Nicht einfach mal eben so wird Musikalität und Virtuosität aus dem Boden wachsen. Das, was Künstler im Blut und im Bauch haben, muss mit harter Arbeit auf den Weg gebracht und in Musik umgesetzt werden. Am Ende aber entsteht der Eindruck, als sei das alles vergessen, und dann ertönt Musik mit der Leichtigkeit des Seins als schönste Nebensache der Welt.
Die brasilianischen Brüder Odair und Sergio Assad sind DAS Gitarrenduo unserer Zeit. Regelmäßig drängen sich vor den Konzerthallen Menschenmengen, um die beiden live zu erleben. Was sich dann im Konzert ereignet, ist unglaublich. Für Odair und Sergio müsste man Superlative neu erfinden. Beide Musiker beherrschen das Gitarrenspiel technisch perfekt. Beide zeigen eine gigantische interpretatorische Sicherheit. Und die Art und Weise, wie sich diese begnadeten Fähigkeiten im Duo-Spiel potenzieren können, ist unfassbar. Da geht selbst im Strudel virtuoser Läufe über den Gitarrenhals kein Ton verloren. Gitarristik wird zum konzertant-orchestralen Erlebnis.
Etwa dann, wenn die Assads Albeniz „Cordoba“ zu einer traumhaften Inszenierung aufbereiten. Oder wenn sie Rodrigos „Tonadilla“ in eine wirbelnde Tempo-Rhythmus-Melodie-Feier verwandeln und der Fröhlichkeit dieses Werkes Ausdruck verleihen.

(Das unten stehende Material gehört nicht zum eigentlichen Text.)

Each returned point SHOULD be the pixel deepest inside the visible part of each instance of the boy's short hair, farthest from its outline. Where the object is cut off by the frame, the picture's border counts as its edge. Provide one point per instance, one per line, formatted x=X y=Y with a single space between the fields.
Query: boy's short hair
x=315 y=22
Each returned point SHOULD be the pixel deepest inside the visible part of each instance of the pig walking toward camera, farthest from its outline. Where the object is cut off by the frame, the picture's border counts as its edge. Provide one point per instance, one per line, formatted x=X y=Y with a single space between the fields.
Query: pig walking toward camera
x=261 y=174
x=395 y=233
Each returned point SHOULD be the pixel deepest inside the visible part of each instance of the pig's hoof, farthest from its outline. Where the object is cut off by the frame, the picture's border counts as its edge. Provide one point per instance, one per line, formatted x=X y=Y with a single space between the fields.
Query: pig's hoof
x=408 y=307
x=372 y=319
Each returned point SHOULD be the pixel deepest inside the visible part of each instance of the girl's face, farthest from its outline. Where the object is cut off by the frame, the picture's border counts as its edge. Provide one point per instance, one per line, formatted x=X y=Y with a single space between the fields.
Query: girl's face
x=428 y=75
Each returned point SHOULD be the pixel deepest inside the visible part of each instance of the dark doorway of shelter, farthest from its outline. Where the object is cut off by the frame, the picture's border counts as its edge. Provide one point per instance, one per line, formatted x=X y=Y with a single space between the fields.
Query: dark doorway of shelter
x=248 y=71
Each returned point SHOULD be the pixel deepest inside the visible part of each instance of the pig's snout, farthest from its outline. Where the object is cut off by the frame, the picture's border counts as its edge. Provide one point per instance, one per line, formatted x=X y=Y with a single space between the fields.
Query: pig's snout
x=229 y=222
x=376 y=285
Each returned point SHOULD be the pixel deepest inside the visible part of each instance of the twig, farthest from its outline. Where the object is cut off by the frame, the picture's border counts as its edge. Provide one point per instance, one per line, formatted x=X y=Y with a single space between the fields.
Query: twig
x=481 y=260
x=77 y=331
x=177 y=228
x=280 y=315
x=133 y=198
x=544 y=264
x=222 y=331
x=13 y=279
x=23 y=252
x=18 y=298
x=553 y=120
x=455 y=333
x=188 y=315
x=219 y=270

Pausen zwischen den einzelnen Sätzen verleiten an diesem Abend dazu, der Begeisterung freien Lauf zu lassen und zu applaudieren. Einige tun es auch! Sei’s drum. Es ist schon schwer genug, auf den Stühlen zu bleiben, wenn das Duo in Sergio Assads „Tahhiyya li Ossoulina“ ein tonales Feuerwerk abbrennt, das am Musikantenhimmel wie ein Lichterglanz voller Melodik und Perkussion abbrennt. DAS Duo lässt zudem die Grenzen der Musik dahinschmelzen. Astor Piazzollas „Invierno porteño“ und „Zita“ verbinden Klassik mit argentinischem Tango, Jazz und Sinti-Swing.
In diesem Konzert ist nichts zwanghaft. Da steht die Musik an erster Stelle. Und die Zuhörer genießen das, was die Assads ihnen auf die Ohren schicken. Das aber ist nicht irgendeine Interpretation, sondern eine Form von Musik, die in dieser Urgewalt der tonalen Artistik ihresgleichen sucht. Sergio Assad sorgt selber für den Nachwuchs, intoniert mit seinem Bruder die wunderschönen drei „Valsas de Rio“ seiner Tochter Clarice. Und auch die atemberaubenden zeitgenössischen Tondichtungen von Dyens finden ihren Weg ins Herz des Auditoriums, ebenso wie Sergio Assads romantisch-verträumtes „Farewell“.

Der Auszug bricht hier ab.